(534f) Modeling of UF Performance in Pretreatment of Seawater RO Feedwater Using Neural Network with Evolutionary Algorithm and Bayesian Binary Classification | AIChE

(534f) Modeling of UF Performance in Pretreatment of Seawater RO Feedwater Using Neural Network with Evolutionary Algorithm and Bayesian Binary Classification

Authors 

Bilal, M., University of California-Los Angeles
Christofides, P., University of California, Los Angeles
Gu, H., University of California, Los Angeles
A machine learning approach to describe the dynamics of ultrafiltration (UF) performance in pretreatment of seawater reverse osmosis (RO) feedwater was explored via Ensemble Backpropagation Neural Networks (BPNN) model with Alopex Evolutionary Algorithm (AEA). The model was developed based on data generated for an integrated UF-RO seawater system having a capacity of producing up to about 18,000 gallons/day of permeate product water. The desalination system consisted of three multi-bore inside-out hollow-fiber ultrafiltration elements and three 8 inch high salt rejection RO elements. System operation generated over 13 million data samples collected over a three year period. The desalination unit was operated over a range of conditions generating a total of 180 datasets encompassing both short-term and long-term operational periods. The UF was aver a range of fixed and variable coagulant dosing strategies and backwash of fixed and self-adaptive frequency.
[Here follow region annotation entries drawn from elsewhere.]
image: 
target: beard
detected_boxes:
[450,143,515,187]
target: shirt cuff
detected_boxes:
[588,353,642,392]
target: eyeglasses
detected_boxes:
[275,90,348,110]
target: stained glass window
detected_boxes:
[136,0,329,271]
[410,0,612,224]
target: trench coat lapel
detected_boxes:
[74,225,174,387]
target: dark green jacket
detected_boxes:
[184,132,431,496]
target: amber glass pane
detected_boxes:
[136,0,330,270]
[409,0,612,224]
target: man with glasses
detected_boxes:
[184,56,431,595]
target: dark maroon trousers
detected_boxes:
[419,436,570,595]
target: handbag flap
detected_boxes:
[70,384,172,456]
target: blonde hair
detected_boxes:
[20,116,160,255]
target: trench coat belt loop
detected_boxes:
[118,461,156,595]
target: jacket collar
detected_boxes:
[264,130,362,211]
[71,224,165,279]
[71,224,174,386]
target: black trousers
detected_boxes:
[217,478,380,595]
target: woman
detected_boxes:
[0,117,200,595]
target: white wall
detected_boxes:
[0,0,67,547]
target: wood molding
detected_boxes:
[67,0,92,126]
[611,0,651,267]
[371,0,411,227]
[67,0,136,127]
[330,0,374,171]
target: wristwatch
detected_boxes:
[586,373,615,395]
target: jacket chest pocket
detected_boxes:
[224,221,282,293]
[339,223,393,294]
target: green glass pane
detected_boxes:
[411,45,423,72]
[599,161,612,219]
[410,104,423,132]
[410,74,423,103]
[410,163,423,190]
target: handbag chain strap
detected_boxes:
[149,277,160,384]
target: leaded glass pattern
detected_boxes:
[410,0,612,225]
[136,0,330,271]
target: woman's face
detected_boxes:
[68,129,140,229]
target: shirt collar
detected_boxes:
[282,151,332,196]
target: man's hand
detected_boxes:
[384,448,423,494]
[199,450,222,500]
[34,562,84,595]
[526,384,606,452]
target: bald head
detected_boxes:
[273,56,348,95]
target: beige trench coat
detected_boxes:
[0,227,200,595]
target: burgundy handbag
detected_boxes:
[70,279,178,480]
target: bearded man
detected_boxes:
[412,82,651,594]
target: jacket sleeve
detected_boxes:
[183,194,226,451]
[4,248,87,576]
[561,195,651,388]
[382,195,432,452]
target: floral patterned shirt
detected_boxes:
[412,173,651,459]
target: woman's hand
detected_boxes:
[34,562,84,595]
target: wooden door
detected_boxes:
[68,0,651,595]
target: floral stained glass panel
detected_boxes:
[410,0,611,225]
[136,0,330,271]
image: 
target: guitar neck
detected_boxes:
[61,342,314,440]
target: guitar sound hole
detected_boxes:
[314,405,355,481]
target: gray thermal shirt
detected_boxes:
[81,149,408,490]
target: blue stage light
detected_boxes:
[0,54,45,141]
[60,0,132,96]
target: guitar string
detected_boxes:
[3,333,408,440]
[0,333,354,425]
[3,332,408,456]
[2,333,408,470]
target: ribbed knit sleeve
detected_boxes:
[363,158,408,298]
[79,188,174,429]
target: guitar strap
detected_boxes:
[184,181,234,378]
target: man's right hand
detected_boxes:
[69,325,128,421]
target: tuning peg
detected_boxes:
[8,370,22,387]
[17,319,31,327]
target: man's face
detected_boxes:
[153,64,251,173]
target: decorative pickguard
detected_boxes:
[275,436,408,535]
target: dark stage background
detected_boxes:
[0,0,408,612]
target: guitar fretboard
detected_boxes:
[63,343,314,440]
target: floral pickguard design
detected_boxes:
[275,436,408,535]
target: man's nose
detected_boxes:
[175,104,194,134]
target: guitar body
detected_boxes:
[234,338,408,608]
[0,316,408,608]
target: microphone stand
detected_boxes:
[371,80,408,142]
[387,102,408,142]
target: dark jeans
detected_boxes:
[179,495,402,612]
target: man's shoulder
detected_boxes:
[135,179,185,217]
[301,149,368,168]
UF performance data were also generated from operation with a self-adaptive coagulant controller. Water quality data varied considerably over the operational period that included a storm event which served as a stress test for the generated UF performance model.

The dynamic performance of ultrafiltration was modeled via a data-driven Back Propagation Neural Networks, with Alopex-based evolutionary algorithm (BPNN-AEA). In order to encompass the wide range of raw water quality and operating conditions a family of BPNN-AEA models were developed track the progression of UF membrane hydraulic resistance (during both filtration and backwash), as well as backwash efficiency. The BPNN-AEA models were integrated with a Bayesian classification approach to automatically recognize filtration and backwash modes. To address data diversity challenges (i.e., bias-variance tradeoffs) for a single machine learning model, an AdaBoost ensemble strategy was followed. Model development workflow included preprocessing (including data normalization with respect to the maximum and minimum of the dataset) and exploratory data analysis to remove attributes redundancy followed by establishing attribute significance (among the 22 identified relevant attributes), and the minimum set of required attributes. The initial pool of model attributes was established as the basic process variables that impact UF filtration and backwash as rationalized. Initially, the feed forward feature selection (FFFS) and minimal redundancy maximal relevance (mRMR) were used for identification and ranking of the attributes with respect to model performance. Subsequently, the significance of the attributes was determined iteratively where at each iteration an attribute was sequentially added to the model. Attributes that increased the model performance above a minimum prescribed threshold were retained as relevant significant attributes. The significant model attributes then served to establish a final single ensemble BPNN-AEA model in which weights of the set of ensemble models were aggregated.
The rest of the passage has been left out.